As the university went for its yearly autumnal break on October 30th, the movement was still raging and had spread wildly through social media. There were further meetings, sit-ins by senior faculty and citizens’ congress in the campus. The education ministry, which had been blatantly supporting the VC’s interest, had in the meantime set up another controversial committee which submitted its report and indicted two students of sexual assault, a report which remains as suspect as the first. The interim-VC was still hanging on. Five highly respected emeritus professors, on the last day of class before vacations, met the University’s Chancellor, the Governor of the state, to look into the matter of the interim VC’s appointment as a regular one after October 28, when the current term expires. After the holidays, the VC, contrary to both public sentiment and expectation, was handed a full-term, signifying clearly that the state government, which funds the university, was in no mood to indulge in student opinion. This decision came in spite of the fact that the government was beleaguered by growing financial scam, which was followed by discovery of some of its second-rung leaders having links with terrorist organizations operating out of Bengal to disband the government in neighboring Bangladesh!
Since then, the university’s faculty and staff have organized a mass convention to address its problems against the VC, students have marched again on October 20th to mark a month of the street protest, have publicized their grievances and pamphleted their disgust. All in a peaceful, democratic way. But the VC has clung to his post, further allegations of administrative wrongdoing and academic plagiarism against him notwithstanding. Finally, on the last two days of October, the students of the Humanities faculty of the university organized a plebiscite on the VC. They received a whopping 98 percent voting in favor of his resignation. The plebiscite of the Science and Engineering faculty is to be held next week. But any change seems very unlikely.

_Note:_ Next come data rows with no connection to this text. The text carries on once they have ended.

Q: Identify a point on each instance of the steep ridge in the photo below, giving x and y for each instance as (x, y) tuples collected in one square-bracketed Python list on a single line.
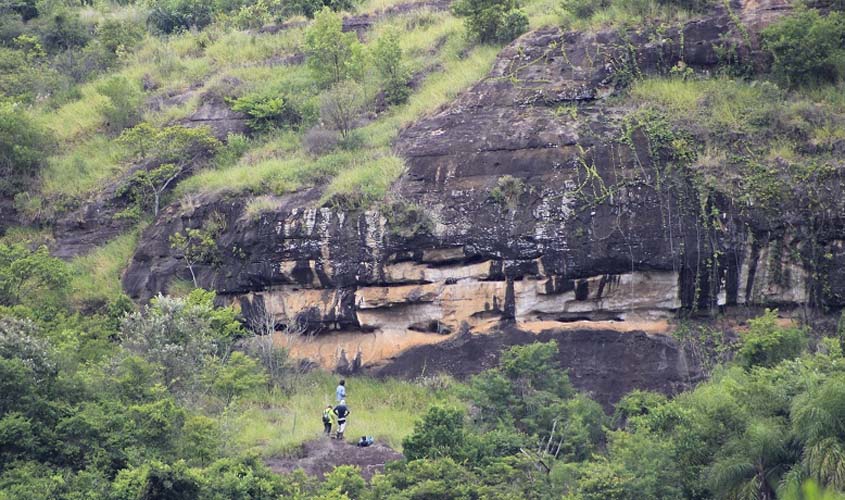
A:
[(521, 202)]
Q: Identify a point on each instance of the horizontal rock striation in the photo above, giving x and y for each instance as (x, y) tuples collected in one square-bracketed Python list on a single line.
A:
[(526, 199)]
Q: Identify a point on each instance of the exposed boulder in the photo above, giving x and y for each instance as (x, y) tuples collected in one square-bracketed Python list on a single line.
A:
[(521, 202)]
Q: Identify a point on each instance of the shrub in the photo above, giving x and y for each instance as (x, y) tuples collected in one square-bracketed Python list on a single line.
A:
[(124, 100), (169, 16), (439, 434), (767, 344), (267, 112), (583, 9), (31, 278), (119, 35), (333, 56), (61, 30), (342, 105), (23, 147), (240, 375), (492, 21), (808, 49), (309, 8), (319, 141)]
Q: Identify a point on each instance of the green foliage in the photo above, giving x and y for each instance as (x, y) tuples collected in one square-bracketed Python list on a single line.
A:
[(122, 109), (508, 190), (175, 144), (119, 36), (309, 8), (344, 480), (387, 56), (239, 376), (198, 245), (808, 48), (31, 277), (766, 343), (492, 21), (182, 336), (342, 105), (333, 56), (267, 112), (439, 434), (169, 16), (23, 146)]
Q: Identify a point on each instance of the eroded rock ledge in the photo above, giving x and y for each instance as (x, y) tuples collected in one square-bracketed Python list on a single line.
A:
[(504, 213)]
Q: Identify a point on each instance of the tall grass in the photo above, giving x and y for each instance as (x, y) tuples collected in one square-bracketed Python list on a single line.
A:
[(278, 424), (84, 169), (96, 276)]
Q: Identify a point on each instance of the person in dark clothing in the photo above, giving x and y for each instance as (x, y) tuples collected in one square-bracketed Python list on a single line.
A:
[(328, 416), (341, 411)]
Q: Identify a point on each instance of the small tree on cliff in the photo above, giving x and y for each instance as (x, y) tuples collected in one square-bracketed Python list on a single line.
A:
[(492, 21), (199, 245), (171, 151), (333, 56)]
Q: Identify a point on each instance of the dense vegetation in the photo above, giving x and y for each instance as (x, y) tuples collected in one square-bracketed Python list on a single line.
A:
[(100, 400), (171, 402)]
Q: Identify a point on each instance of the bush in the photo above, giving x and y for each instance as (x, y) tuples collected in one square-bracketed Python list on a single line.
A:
[(767, 344), (808, 48), (333, 56), (341, 106), (61, 30), (170, 16), (267, 112), (492, 21), (118, 36), (122, 110), (439, 434), (309, 8), (319, 141), (23, 147)]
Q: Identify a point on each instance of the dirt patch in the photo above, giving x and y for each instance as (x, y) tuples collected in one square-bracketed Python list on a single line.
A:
[(321, 456)]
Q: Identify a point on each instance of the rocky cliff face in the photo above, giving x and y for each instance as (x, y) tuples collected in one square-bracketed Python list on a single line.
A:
[(521, 202)]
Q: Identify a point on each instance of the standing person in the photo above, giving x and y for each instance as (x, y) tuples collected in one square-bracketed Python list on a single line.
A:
[(328, 417), (340, 392), (342, 412)]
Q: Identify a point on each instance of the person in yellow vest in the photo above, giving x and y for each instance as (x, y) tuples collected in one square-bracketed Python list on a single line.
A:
[(328, 420)]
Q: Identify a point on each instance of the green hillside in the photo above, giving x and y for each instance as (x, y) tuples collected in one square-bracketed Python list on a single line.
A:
[(136, 109)]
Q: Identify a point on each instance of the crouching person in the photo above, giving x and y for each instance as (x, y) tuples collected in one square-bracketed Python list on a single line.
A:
[(341, 412)]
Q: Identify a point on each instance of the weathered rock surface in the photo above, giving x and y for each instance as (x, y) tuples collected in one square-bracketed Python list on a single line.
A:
[(605, 364), (520, 202)]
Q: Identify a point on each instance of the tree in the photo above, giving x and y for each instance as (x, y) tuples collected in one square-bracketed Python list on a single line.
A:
[(146, 184), (387, 55), (439, 434), (492, 21), (169, 16), (32, 278), (181, 335), (818, 418), (239, 375), (124, 99), (175, 144), (23, 147), (267, 112), (751, 466), (170, 151), (808, 48), (333, 56), (198, 245), (766, 343), (341, 105)]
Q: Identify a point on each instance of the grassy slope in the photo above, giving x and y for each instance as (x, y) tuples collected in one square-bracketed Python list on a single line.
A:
[(278, 424)]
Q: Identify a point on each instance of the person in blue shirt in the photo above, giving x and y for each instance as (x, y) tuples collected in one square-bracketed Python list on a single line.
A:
[(340, 392)]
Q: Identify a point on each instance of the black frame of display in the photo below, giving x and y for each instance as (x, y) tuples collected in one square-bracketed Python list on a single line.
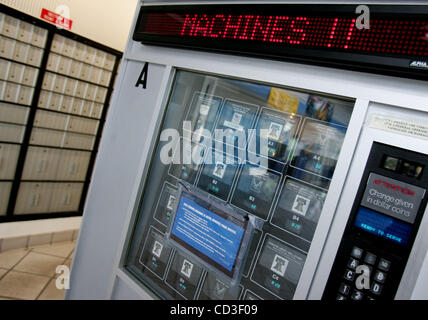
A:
[(53, 30)]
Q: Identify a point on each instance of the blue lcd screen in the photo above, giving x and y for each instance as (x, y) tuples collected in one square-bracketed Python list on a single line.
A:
[(207, 233), (383, 226)]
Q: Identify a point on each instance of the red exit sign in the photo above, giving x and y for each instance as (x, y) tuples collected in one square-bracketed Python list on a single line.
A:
[(56, 19)]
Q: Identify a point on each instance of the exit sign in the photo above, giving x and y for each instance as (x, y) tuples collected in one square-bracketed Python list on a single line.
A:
[(56, 19)]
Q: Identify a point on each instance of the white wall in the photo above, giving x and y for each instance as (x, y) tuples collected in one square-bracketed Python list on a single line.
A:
[(104, 21)]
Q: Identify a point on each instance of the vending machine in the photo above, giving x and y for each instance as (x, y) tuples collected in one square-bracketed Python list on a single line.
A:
[(266, 151)]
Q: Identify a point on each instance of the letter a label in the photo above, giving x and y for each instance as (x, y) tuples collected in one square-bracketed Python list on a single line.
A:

It’s too early to critically evaluate the movement in terms of its greater goals, the nature of its solidarity, its class and gender equations. We can’t even say with cheerful certainty that on September 20th, Calcutta joined the global roaster of protests. But we can surely observe that this was one of the first student protests which was speaking a new language, because it was change inducing, anti-status-quoist, un-bannered and a-political. To that end, Hokkolorob has made the clamour it had to. The Calcutta rally could well remain just a day of autumnal spring on the streets of Calcutta. Or it might well go down in history as the day that marked a decisive move away from the politics of apathy, graft, opportunism and arrogance (of any and every «political party») towards a politics of hope, resistance and spontaneity. If nothing at all, it will be remembered as one in which, in a historically difficult time, the young of the city provided a possibility of articulation. If nothing else, this could be the most important lesson from the events of the last two months!
 The movement, not always a kindred one, bayed for the harshest punishment to those who sided with Pakistan’s military establishment and opposed Bangladesh’s War of Independence in 1971. Four decades later, that fringe group had become a prominent public presence and was increasingly been seen as the force behind Bangladesh’s gradual but irrevocable path towards an extreme Islamic sensibility. The Shahbag movement brought out the public ire against the government’s inability to «deal» with them legally and eventually forced the courts to hand out the strictest punishments to those found guilty of trying to undermine the country’s democratic principles and channelize its sentiments towards a radical Islamic state.